3pSC2. Effects of training procedures and vowel set on learning non-native vowel categories.

Session: Wednesday Afternoon, December 4

Time:


Author: John Kingston
Location: Linguist. Dept., Univ. of Massachusetts, Amherst, MA 01003
Author: Christine Bartels
Location: Linguist. Dept., Univ. of Massachusetts, Amherst, MA 01003
Author: Jeremy Rice
Location: Linguist. Dept., Univ. of Massachusetts, Amherst, MA 01003
Author: Deanna Moore
Location: Linguist. Dept., Univ. of Massachusetts, Amherst, MA 01003
Author: Rachel Thorburn
Location: Linguist. Dept., Univ. of Massachusetts, Amherst, MA 01003
Author: Jose Benki
Location: Linguist. Dept., Univ. of Massachusetts, Amherst, MA 01003
Author: Neil A. Macmillan
Location: Linguist. Dept., Univ. of Massachusetts, Amherst, MA 01003

Abstract:

Results of four new experiments are reported which examine American English listeners' perception of German front rounded vowels. They differ from previous experiments [Kingston et al., J. Acoust. Soc. Am. 99, 2602--2603(A) (1996)] in that listeners were trained with classification of all two-stimulus subsets of four-member sets of German vowels as well as with the complete four-stimulus identification task used by Logan et al. [J. Acoust. Soc.
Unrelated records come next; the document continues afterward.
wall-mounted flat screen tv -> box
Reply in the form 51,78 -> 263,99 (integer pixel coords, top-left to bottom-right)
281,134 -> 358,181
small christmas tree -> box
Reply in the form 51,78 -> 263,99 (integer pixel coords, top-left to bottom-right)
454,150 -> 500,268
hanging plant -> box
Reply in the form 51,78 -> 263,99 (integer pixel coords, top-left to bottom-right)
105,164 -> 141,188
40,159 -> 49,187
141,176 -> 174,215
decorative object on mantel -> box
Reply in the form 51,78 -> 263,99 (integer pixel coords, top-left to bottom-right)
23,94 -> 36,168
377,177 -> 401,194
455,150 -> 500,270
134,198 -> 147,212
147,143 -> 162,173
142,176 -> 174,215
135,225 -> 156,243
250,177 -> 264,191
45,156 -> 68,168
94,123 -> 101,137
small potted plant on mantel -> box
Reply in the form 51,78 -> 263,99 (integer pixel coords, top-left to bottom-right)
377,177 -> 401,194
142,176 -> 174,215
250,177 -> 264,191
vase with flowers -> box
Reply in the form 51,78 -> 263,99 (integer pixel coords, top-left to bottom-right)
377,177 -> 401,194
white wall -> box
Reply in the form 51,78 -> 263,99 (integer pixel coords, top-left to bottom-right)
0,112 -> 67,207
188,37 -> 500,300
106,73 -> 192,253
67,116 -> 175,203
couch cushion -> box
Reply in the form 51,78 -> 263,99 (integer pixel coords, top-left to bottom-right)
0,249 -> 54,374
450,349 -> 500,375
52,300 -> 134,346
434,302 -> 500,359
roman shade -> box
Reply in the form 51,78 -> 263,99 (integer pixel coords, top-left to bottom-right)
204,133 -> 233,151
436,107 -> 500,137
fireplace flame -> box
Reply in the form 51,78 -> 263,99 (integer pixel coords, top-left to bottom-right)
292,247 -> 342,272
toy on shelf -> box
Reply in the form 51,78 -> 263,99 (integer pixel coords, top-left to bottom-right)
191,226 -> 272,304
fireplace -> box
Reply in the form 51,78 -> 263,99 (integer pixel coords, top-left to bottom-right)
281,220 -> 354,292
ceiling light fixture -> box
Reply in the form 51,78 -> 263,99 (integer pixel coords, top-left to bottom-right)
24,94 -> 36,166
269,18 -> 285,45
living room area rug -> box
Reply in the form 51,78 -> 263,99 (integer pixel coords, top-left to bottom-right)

Am. 89, 874--876 (1991)] in training. Despite the addition of these easier tasks, as in the previous experiments, both learning and generalization were modest in the four new experiments. One new experiment replicated the result obtained earlier with the front rounded vowel set, /y,Y,(slashed oh),(oe ligature)/, whose members contrast for [tense] and [high]: that any contrast involving mid lax /(oe ligature)/ is particularly easy. Two other experiments examined the lax front vowels contrasting for [high] and [round], /i,Y,(cursive beta),(oe ligature)/; both found correlated feature contrasts to be easier than single feature contrasts, which did not differ in difficulty. The fourth experiment examined the lax round vowels contrasting for [high] and [back], /u,Y,(open oh),(oe ligature)/, and found all contrasts to be equally easy except the backness contrast between the high vowels, /u:Y/, which was markedly harder. Listeners' accuracy on a particular contrast thus varies with the set of vowels they have heard. [Work supported by NIH and NSF.]